Bhadur Shah Zafar, was so much in love of his country that he took upon himself the leadership of the greatest rebellion the country has seen for the first time. In the bargain, he lost his children, who were killed by the British Army and he himself incarcerated in Rangoon. The poet King lamented that he be burried in his 'Kohe Yaar" meaning India being the land of friend ( motherland). He wrote his famous ghazal at the end of which he cried and lamented in the jail that he was so unfortunate that he could not get two yards of land in his homeland for burial. But poor King he died and buried in Rangoon. His prophetic words came true:
" Do gaz zameen bhi na mili kohe yar me"
Mr. Singhal must check his facts right. How can one forget the first war of independence fought by the father and son duo in Mysore against the mighty Britishers, Nawab Hyder Ali and Tiger Tippu Sultan. Both kept the Britishers at bay for years together, until one traitor Sadiq, joined hands with them and succeeded in toppling the great Sultan of Mysore. While other Rajas, Nawabs and Maharajas were boot licking the Britishers, the Great Tippu Sultan was fighting hard and finally died as a true Indian Ruler. Were they not Indians?

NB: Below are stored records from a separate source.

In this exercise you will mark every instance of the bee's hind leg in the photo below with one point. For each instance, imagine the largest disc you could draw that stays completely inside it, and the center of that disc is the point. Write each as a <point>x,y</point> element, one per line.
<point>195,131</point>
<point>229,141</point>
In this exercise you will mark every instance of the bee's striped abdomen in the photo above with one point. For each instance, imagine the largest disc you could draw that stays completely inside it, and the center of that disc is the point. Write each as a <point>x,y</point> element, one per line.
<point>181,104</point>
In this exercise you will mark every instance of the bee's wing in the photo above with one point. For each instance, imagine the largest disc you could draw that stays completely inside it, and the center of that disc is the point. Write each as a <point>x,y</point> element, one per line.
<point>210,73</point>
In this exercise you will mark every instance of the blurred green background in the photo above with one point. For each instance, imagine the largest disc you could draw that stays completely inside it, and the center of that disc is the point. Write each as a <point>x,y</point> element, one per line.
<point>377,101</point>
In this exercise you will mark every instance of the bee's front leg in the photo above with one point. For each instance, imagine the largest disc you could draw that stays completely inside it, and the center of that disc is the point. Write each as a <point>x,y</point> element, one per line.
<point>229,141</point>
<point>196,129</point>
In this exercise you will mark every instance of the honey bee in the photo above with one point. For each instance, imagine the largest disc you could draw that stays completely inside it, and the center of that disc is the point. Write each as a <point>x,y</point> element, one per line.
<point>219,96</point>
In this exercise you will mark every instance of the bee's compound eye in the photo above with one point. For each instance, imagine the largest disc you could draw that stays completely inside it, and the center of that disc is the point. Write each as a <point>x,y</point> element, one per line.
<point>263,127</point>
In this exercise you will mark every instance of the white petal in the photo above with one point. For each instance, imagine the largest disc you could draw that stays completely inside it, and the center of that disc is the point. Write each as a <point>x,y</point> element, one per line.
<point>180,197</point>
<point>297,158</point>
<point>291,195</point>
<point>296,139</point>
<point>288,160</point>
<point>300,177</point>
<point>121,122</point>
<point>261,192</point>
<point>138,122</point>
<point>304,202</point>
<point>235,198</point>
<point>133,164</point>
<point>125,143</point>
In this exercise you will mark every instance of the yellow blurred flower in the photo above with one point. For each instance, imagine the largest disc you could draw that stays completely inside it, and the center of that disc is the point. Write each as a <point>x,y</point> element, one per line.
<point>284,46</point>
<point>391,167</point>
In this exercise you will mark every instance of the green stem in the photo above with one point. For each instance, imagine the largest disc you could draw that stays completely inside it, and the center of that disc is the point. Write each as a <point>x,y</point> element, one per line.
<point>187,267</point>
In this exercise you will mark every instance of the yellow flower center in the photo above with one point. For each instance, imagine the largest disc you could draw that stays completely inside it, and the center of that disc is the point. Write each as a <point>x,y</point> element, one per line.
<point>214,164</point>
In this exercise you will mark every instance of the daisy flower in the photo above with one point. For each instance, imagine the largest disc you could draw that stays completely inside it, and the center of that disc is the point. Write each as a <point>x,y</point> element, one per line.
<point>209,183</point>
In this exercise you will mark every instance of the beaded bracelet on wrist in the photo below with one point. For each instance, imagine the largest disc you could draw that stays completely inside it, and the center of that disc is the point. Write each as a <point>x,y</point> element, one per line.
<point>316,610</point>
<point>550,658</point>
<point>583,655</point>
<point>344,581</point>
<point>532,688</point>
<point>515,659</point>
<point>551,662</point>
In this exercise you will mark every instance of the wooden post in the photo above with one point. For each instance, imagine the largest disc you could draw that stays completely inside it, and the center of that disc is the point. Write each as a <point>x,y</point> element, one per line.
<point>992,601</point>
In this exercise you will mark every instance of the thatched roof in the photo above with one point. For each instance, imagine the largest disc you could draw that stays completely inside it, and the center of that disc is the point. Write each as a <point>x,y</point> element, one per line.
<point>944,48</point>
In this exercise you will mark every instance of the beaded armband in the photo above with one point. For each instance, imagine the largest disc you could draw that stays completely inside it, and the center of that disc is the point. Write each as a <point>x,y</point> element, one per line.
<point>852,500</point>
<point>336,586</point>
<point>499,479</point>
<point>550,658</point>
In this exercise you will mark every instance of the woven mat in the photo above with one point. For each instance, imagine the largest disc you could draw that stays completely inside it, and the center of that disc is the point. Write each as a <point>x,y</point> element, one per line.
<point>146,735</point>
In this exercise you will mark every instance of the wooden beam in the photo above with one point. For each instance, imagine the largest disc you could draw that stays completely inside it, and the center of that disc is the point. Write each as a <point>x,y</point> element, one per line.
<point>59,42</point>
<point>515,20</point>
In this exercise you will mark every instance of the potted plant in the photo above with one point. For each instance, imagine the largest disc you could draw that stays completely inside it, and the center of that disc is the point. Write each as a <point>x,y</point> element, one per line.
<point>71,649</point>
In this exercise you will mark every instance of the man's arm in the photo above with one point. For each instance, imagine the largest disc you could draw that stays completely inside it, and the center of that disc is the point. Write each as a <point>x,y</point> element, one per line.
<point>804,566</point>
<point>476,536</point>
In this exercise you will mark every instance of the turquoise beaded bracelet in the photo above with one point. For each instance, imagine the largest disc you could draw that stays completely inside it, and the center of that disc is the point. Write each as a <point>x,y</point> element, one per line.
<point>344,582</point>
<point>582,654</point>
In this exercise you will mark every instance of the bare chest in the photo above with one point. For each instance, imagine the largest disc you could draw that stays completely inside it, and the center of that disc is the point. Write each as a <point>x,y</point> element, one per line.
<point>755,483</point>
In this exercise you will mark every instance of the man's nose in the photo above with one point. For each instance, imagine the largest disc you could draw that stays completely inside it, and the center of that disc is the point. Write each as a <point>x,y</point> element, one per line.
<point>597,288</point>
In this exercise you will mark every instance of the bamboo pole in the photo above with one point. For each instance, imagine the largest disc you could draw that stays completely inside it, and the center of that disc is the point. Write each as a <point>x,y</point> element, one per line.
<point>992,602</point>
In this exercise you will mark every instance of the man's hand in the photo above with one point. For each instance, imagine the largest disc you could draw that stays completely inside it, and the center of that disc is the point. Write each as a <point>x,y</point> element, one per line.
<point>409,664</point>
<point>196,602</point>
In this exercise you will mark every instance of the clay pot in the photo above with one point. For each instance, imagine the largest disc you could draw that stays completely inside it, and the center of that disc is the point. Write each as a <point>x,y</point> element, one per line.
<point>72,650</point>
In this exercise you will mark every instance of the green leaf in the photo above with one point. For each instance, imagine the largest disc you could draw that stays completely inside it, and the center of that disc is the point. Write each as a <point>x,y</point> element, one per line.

Muslims of India who were left behind after the partition of the country were eternally grateful to the rulers of India for they not only allowed the Muslims to stay back but also protected their rights and provided them security. Indian Muslims never recognised Jinnah as their leader. He was considered as a selfish leader who always put his personal interest before the interest of the Muslim community. He created Pakistan in the name of two nation theory. If he really wanted a land for Muslims, which he called as Pakistan, he should have taken along the entire Muslim population to the newly created nation. Why did he leave behind, a large chunk of Muslim population? He had no answer to it. On the other hand, India did not follow Pakistan but declared India as a Secular Republic. If India had followed Pakistan and declared India as a Hindu Rashtra, what could have happened to Pakistan is anybody's imagination. Pakistan would have certainly crumbled unable to bear the burden of the entire Muslim population. Pakistan must therefore thank India for retaining the Muslim population ditched by their leader Jinnah. That is why, Muslims of India harbour no extra-territorial loyalty but love their country India which is their Darul Aman and never considered it as a Darul Harb. Mr. Shingal, must now come out clean as to what he thinks of India. Whether it is Darul Aman or Darul Harb for Muslims?
In the end I fully endorse the views of Asghar Ali Engineer and would like to add that Muslims are Indians first and Indian last. They need not declare their affinity openly as it is inherent and one can get the best example of it from the unity and solidarity shown by Muslim community during the trying hours and thereafter following 26/11 dastardly attack on Mumbai. Muslims did not rest with it. They even refused to bury the dead militants in their grave yards in Mumbai as to them they were not Muslims but criminals and enmies of humanity. Does Mr. Shingal needs anything more this?